Walmart Inc. and Paramount Global have partnered up to offer a free streaming bonus for subscribers of Walmart+, the big-box retailer’s shipping service.
Walmart+ members will soon get free access to stream Paramount+ content as part of a move to better compete against Amazon’s Prime membership program, according to an announcement from the retail giant.
Walmart+ will stay priced at $98 a year or $12.95 a month. Starting in September, it will include the Paramount+ Essential Plan, zero-cost shipping, and discounts on gasoline, according to the Arkansas-based brick-and-mortar retail behemoth.
In contrast, an Amazon Prime membership currently costs $139 a year, or $14.99 a month, and includes the Amazon Video service, original programming, and free gaming, among other perks.
The Paramount+ Essential Plan is an ad-included streaming package that offers a variety of original content such as “1883” and “Star Trek: Strange New Worlds,” along with the preschool franchise “PAW Patrol,” recent blockbuster films such as “Sonic the Hedgehog 2,” and live sports.
The drawback to the streaming bonus is the ads.
The Paramount+ Premium plan allows users to stream commercial-free, while Paramount+ Essential offers limited commercials, according to Showtime Networks Inc., a wholly-owned subsidiary of Paramount.
Walmart has never disclosed the number of members it has signed up to Walmart+ but said on Monday that it had had monthly growth in membership since its launch in September 2020.
Neither Walmart nor New York-based Paramount Global disclosed the terms of their deal. Still, both companies are likely to see a boost in subscriber count from the partnership.

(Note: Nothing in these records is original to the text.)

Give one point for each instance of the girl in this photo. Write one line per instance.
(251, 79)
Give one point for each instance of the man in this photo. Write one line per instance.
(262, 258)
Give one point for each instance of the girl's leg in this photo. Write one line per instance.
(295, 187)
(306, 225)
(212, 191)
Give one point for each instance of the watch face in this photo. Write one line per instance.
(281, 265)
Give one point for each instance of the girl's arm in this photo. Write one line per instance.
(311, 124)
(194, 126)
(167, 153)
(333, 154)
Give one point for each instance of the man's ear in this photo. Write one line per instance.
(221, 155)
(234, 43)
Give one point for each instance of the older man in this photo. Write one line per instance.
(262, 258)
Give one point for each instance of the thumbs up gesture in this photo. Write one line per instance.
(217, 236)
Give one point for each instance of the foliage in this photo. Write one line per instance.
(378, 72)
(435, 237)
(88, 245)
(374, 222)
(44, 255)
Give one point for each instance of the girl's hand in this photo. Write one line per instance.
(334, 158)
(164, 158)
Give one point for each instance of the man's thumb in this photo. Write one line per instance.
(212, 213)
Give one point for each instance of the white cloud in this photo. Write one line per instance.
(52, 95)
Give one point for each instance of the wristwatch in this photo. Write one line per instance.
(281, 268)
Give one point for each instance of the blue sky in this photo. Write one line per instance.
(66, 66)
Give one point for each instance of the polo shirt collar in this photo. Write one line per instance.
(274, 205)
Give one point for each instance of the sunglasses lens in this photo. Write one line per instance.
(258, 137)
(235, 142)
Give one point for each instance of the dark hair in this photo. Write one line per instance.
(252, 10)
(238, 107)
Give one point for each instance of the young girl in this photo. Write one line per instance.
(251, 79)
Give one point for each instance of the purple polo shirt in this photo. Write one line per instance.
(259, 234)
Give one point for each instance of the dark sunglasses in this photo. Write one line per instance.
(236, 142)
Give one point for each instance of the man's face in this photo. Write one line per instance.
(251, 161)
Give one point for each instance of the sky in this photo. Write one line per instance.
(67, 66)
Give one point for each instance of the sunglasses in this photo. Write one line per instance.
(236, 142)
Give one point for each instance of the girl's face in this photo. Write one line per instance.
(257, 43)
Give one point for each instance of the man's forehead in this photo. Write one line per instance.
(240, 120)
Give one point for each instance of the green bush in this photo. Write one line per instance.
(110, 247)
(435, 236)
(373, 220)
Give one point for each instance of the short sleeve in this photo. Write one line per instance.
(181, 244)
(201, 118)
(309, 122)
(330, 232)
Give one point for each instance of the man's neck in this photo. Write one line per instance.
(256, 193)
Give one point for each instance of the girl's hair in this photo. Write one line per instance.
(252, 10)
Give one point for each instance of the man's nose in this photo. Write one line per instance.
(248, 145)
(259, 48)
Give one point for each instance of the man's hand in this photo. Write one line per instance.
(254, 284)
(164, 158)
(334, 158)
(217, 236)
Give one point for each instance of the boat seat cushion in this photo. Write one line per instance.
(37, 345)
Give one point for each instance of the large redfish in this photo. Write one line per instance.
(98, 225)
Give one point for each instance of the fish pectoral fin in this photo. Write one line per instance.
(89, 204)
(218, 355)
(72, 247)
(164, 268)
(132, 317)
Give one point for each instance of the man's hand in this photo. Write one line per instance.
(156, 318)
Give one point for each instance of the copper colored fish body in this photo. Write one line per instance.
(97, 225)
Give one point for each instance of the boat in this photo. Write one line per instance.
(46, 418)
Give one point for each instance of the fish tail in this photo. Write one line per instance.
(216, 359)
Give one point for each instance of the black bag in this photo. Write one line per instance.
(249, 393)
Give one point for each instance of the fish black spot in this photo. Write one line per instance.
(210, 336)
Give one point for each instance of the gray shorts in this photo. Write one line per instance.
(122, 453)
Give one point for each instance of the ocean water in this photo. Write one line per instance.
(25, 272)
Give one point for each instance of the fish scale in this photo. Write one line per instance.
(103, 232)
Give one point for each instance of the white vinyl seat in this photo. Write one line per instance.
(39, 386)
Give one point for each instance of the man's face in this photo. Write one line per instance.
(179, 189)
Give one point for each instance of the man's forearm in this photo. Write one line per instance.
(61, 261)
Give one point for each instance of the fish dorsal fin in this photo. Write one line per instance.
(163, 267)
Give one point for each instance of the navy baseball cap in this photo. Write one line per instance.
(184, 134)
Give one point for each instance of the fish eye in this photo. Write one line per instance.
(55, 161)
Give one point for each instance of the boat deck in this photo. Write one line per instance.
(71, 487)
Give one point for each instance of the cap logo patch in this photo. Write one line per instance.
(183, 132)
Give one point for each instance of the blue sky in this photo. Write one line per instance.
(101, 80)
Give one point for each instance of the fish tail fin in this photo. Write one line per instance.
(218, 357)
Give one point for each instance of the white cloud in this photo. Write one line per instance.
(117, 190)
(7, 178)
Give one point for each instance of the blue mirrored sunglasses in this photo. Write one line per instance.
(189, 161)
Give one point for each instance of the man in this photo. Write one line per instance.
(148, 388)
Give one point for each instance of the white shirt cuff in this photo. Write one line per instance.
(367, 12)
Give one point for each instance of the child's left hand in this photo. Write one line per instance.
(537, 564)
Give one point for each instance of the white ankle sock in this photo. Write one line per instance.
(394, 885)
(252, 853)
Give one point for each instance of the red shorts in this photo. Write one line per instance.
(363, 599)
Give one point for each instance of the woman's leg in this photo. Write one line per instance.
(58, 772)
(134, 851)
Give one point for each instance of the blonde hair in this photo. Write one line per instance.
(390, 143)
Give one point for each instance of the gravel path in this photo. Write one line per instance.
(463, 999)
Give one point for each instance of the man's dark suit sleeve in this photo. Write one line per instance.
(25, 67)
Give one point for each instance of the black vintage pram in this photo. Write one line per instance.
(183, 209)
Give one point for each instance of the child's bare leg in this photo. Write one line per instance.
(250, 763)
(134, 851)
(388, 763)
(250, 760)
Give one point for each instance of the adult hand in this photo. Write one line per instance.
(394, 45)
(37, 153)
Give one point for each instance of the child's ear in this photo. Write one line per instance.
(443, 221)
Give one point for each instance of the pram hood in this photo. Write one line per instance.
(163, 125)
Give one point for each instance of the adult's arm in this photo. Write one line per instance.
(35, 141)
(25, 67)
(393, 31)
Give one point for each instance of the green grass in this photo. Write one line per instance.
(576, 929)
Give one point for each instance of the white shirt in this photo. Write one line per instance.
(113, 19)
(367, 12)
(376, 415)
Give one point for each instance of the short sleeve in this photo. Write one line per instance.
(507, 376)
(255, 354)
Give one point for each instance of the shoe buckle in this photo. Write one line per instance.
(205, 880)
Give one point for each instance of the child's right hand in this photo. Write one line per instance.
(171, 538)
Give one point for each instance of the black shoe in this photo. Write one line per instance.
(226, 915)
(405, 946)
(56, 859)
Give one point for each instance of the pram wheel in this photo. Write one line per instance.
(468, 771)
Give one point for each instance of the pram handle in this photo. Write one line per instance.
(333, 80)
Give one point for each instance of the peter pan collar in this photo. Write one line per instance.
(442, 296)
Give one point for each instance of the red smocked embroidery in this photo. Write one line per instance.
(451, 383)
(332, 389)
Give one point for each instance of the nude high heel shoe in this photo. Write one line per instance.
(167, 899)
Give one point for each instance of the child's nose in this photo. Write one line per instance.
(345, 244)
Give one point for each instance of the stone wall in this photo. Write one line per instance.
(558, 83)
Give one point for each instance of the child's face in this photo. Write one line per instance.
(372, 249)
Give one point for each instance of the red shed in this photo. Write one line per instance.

For Paramount+, increasing its subscriber base would help it stay competitive against other legacy entertainment companies that have moved to streaming. These competitors include Peacock, HBO Max, and Disney+.
Recently, Disney+ surpassed Netflix in total subscribers, dethroning the original streaming giant for the first time in history and further intensifying the streaming wars.